Dieses Phänomen ist mir hier in der Community schon mehrmals aufgefallen: jemand stellt eine Umfrage ein, welcher Religion man sich zugehörig fühlt - meist mit gängigen Optionen wie den bekannten Weltreligionen und als Zusatz "Sonstiges".

Dann sieht man natürlich bald die ersten User, die mit "Sonstiges" abgestimmt haben - und in ihrem Antworttext schreiben, sie glauben an Jesus Christus. Auf Nachfrage, warum sie dann de facto falsch abgestimmt haben, kommt dann häufig die Aussage, das sei keine Religion, sondern "etwas Anderes". Manche sehen sich auch als "wiedergeboren" und behaupten, das übersteige das "normale" Christentum.

Es gibt sogar Fragesteller christlichen Glaubens, die in ihrem Fragetext vehement verlangen, man solle nicht die Tags "Christentum" oder "Religion" einfügen, da der Glaube an Jesus angeblich keine Religion sei.
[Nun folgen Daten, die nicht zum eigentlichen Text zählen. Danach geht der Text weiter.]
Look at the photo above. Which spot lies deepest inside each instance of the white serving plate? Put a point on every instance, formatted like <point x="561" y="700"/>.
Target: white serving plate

Dass potenzielle Antwortschreiber dann ihre Frage nicht finden können, ist ihnen offenbar egal.

Nun ist es aber so, dass ein Mensch, der an Jesus glaubt und diesem nachfolgen will, nach landläufiger Definition dem Christentum angehört.

Hat es einen bestimmten Grund, warum diese Menschen sich nicht als dem Christentum angehörend definieren? Wollen sie einfach nur eine "einzigartige Schneeflocke" sein, auf die kein gängiges "Religionslabel" zutrifft? Wollen sie nicht, dass ihr Glaube als "einer unter vielen anderen" wahrgenommen wird? Welche Motivation steckt dahinter?